Dissatisfaction with traditional outsourcing relationships is changing the way enterprises and their IT service providers do business. So what’s behind this trend, and how can organisations and service providers take action to address it?
According to Dexter Wee, General Manager iBOSS, Asia Pacific, Infrastructure Operations & Outsourcing Solutions, Datacraft, the swing to Multisourcing is a direct outcome of traditional sourcing strategies that cannot keep pace with rapidly changing business environments and evolving client needs.
“Multisourcing provides options. It allows clients to choose between best-of-breed service providers and select the right sources for IT services in order to obtain optimal business outcomes,” said Wee.
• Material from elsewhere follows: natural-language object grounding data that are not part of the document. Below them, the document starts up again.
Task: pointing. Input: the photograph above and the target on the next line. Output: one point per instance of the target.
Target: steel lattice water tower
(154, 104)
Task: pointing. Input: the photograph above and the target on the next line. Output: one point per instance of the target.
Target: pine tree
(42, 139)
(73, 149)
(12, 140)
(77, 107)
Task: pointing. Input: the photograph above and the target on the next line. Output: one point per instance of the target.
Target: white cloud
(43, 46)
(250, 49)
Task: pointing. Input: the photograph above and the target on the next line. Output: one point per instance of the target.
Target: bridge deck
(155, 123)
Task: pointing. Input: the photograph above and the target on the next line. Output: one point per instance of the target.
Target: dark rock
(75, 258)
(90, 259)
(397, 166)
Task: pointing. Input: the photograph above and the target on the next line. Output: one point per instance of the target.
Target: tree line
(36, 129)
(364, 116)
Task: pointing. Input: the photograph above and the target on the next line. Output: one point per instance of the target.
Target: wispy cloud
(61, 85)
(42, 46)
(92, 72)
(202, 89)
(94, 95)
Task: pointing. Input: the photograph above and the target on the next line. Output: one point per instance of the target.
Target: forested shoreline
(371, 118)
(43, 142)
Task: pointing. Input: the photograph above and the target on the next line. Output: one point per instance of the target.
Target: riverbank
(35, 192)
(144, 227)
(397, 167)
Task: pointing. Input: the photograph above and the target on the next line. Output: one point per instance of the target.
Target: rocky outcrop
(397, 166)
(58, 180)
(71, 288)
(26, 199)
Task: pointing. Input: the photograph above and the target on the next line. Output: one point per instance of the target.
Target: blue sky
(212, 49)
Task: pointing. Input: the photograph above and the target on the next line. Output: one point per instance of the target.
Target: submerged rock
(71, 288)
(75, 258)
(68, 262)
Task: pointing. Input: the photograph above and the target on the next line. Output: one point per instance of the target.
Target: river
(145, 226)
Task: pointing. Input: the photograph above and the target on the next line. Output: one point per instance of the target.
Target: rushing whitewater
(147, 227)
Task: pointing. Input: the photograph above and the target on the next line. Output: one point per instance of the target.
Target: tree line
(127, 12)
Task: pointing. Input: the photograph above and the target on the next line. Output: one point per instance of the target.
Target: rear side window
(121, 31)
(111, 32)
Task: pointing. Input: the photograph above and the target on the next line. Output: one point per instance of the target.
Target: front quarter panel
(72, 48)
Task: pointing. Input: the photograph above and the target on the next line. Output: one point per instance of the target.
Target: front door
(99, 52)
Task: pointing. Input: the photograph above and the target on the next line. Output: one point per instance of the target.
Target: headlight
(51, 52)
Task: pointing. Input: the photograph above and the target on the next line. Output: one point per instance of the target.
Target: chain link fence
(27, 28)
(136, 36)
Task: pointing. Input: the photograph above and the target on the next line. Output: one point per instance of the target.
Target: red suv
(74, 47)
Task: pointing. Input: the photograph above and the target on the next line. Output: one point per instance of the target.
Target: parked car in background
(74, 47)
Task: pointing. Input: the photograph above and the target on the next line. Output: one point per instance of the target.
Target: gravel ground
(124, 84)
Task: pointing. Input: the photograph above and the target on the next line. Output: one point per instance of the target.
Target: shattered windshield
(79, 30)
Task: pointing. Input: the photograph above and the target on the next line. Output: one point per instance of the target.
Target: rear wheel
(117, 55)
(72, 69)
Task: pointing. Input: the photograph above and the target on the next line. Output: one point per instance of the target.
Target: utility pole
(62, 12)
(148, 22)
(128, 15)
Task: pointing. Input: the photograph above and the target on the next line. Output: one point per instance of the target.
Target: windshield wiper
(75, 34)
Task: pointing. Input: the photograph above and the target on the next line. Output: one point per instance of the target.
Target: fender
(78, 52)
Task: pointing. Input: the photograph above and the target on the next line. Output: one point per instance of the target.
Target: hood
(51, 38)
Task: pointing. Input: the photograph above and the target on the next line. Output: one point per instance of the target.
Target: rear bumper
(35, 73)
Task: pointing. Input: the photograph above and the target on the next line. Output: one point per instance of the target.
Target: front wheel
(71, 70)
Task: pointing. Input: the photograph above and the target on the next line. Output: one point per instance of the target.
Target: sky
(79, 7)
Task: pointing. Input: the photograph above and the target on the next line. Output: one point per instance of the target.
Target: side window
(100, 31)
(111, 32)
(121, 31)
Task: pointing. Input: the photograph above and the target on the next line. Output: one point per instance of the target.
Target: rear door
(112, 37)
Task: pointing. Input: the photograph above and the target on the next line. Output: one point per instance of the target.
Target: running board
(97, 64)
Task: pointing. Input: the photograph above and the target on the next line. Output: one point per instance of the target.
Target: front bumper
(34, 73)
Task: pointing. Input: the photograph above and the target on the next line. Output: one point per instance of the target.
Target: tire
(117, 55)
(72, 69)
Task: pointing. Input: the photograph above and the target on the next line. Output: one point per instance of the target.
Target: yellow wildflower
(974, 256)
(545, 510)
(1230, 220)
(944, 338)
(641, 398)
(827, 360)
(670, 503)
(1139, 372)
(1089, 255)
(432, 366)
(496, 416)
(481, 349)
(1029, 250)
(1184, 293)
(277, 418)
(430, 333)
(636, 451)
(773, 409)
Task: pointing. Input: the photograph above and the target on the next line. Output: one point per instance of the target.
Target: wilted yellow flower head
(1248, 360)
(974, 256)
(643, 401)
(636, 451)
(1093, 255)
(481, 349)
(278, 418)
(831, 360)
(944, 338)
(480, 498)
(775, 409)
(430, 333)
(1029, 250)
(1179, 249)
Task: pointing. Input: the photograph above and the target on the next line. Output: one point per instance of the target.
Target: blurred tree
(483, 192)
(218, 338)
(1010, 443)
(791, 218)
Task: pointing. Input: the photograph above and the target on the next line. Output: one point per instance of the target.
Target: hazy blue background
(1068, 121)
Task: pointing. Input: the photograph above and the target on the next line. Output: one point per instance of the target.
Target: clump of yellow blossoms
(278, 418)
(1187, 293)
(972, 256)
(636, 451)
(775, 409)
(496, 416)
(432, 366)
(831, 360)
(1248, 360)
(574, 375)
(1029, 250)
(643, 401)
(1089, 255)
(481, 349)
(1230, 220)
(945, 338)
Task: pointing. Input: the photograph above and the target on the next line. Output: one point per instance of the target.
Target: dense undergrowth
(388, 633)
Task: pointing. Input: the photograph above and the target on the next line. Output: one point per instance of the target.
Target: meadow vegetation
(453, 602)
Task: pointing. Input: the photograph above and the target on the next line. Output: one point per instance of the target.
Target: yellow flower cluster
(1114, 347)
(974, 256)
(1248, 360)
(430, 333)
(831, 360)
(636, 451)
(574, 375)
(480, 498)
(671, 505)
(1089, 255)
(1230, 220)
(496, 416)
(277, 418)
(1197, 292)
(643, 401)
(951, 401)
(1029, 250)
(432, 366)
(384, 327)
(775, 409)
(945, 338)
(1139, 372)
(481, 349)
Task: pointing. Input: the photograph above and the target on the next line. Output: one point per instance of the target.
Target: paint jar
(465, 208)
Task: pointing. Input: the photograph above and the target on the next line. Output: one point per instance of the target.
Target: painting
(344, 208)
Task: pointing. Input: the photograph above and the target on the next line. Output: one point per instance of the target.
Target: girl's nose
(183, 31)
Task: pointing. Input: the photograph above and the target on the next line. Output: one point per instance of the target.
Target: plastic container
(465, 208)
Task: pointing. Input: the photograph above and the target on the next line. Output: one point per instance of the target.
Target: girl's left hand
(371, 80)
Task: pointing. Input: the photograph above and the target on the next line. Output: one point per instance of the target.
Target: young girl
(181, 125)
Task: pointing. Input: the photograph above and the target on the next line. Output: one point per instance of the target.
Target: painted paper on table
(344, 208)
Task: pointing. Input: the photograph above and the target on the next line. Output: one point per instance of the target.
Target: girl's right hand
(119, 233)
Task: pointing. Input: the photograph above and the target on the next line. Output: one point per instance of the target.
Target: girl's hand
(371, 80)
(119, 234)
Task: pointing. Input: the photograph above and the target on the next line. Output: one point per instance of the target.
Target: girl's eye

Wee adds that another key driver behind new approaches to sourcing IT is the fact that business priorities have changed. Organisations are faced with ever-growing expectations and competitive pressures and in this landscape, outsourcing simply to save money is not enough. Also, as technology becomes increasingly complex, clients are finding themselves under pressure to understand these rapidly evolving technologies and find ways to harness them to deliver competitive advantage - all this in a competitive global environment.
Wee outlines four trends that he believes will guide growth and continued commercial success for trend-savvy service providers as Multisourcing goes mainstream:
Today’s sophisticated clients want service providers to present them with a comprehensive range of modular offerings that allow them to engage at whichever level they are comfortable. Integration of new services, transparent pricing models and upfront agreements will become the order of the day.
Service providers should offer clients strong and credible sets of integrated but distinct solutions. These include traditional services such as planning, procurement and support, but also extend to services beyond the traditional offerings. A powerful example (Wee cites) is taking ownership of running services within a client’s environment throughout the technology’s lifecycle, thus maximising return on the current IT investment, and integrating new and existing technologies to extract maximum value.
Service providers must move beyond their traditional role of technology providers, to deliver innovation to their clients. The demand for ongoing improvement will be a critical differentiator in the Multisourcing market.
The battle for IT expertise and intellectual capital will win the market for service providers. The cost of finding, training and retaining highly skilled engineers in-house is a heavy burden for organisations outside the technology industry. This paves the way for service providers who can offer the human skills and top level resources to dominate the market.
“The Multisourcing approach offers a winning formula: Optimal value creation, combined with innovation, business alignment and return on IT investment – which results in success for both the client and the service provider.” concludes Wee.